In practice, treatment success with antimicrobials is often limited because of the rapid progression of disease in acute CCPP and the development of antimicrobial resistance (AMR). Empirical therapy should be guided by in vitro susceptibility testing when possible. The commonly used antimicrobials and their concentrations for in vitro testing in Mycoplasma cultures follow CLSI guidelines for mollicutes.

Control and Prevention

Vaccination

Inactivated vaccines against Mcc have been developed and evaluated in Morocco, showing promising immunogenicity and safety in goats [33]. Vaccines against CCPP (Mccp) are also used in some endemic countries, though they are not always effective due to strain variation and the need for adjuvant formulations. No commercial vaccine is universally available for all M. capricolum subspecies.

Biosecurity

Control strategies focus on preventing the introduction of infected animals into clean herds, quarantine of new arrivals, and culling of clinically affected animals. In outbreak situations, strict isolation is mandatory. Improved husbandry practices, such as reducing stocking density and separating age groups, can reduce transmission. The role of wildlife as a reservoir is important; CCPP outbreaks have been documented in captive wild ungulates, such as at the Al Wabra Wildlife Preservation in Qatar [34], suggesting that spillover to wildlife can occur.
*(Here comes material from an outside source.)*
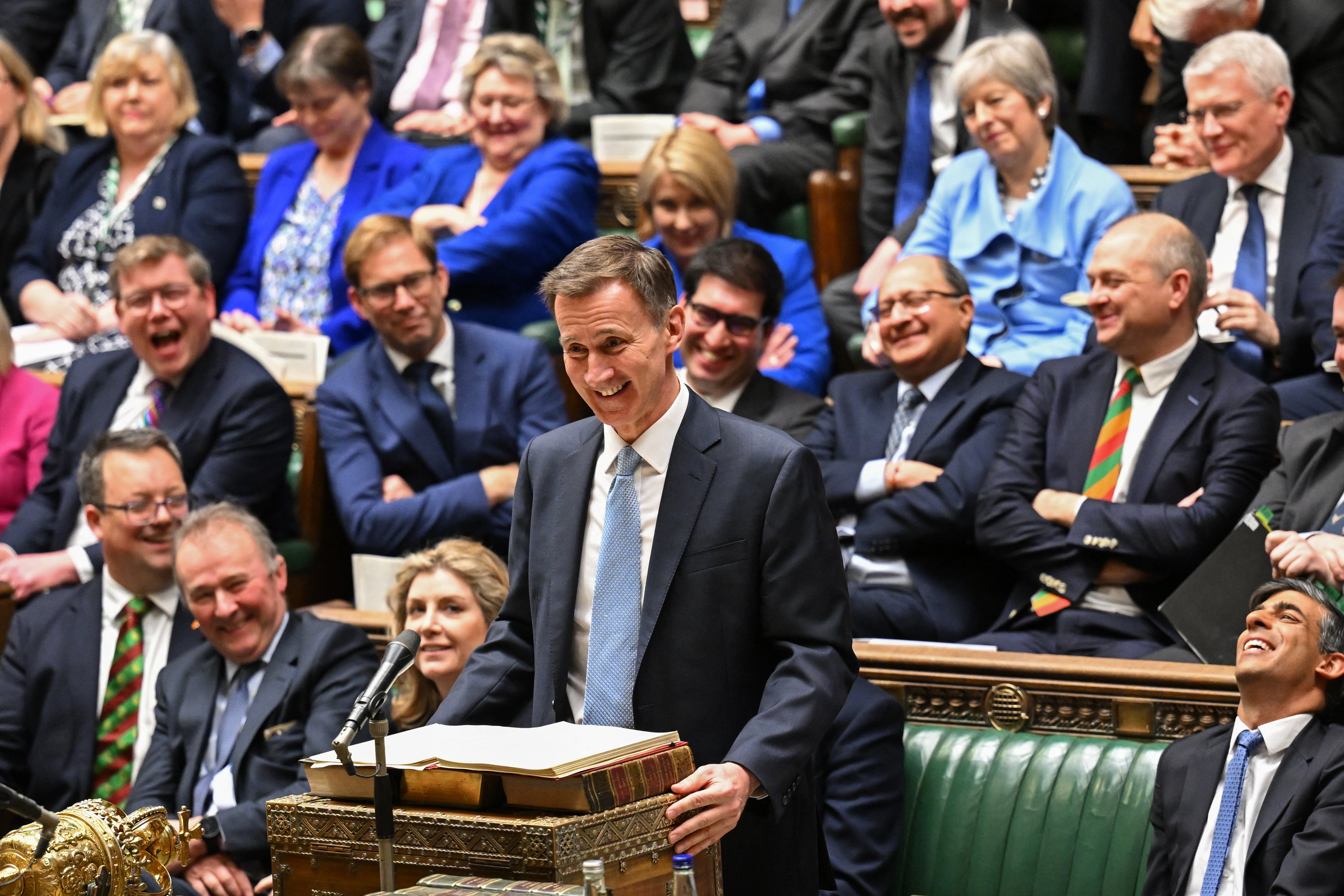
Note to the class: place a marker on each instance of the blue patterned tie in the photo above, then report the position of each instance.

Eradication of CCPP has been achieved in some countries through test-and-slaughter programs coupled with movement restrictions. In endemic regions, control relies on vaccination, antimicrobial metaphylaxis, and improved biosecurity.

Conclusion

Mycoplasma capricolum infection represents a major health challenge for small ruminant production systems worldwide. The two subspecies, Mccp and Mcc, cause distinct but overlapping clinical syndromes: pleuropneumonia (CCPP) and mastitis/arthritis, respectively. Accurate diagnostic differentiation is essential for appropriate control actions. Molecular tools such as HRM, multiplex PCR, and PCR-RFLP have enhanced the speed and accuracy of diagnosis. While antimicrobial therapy can be attempted, prevention through vaccination and biosecurity remains the cornerstone of control. Continued surveillance, particularly in regions where co-infections with PPRV are common, is necessary to understand the full epidemiological picture. The development of novel vaccines and point-of-care diagnostics will be critical for reducing the global burden of this disease.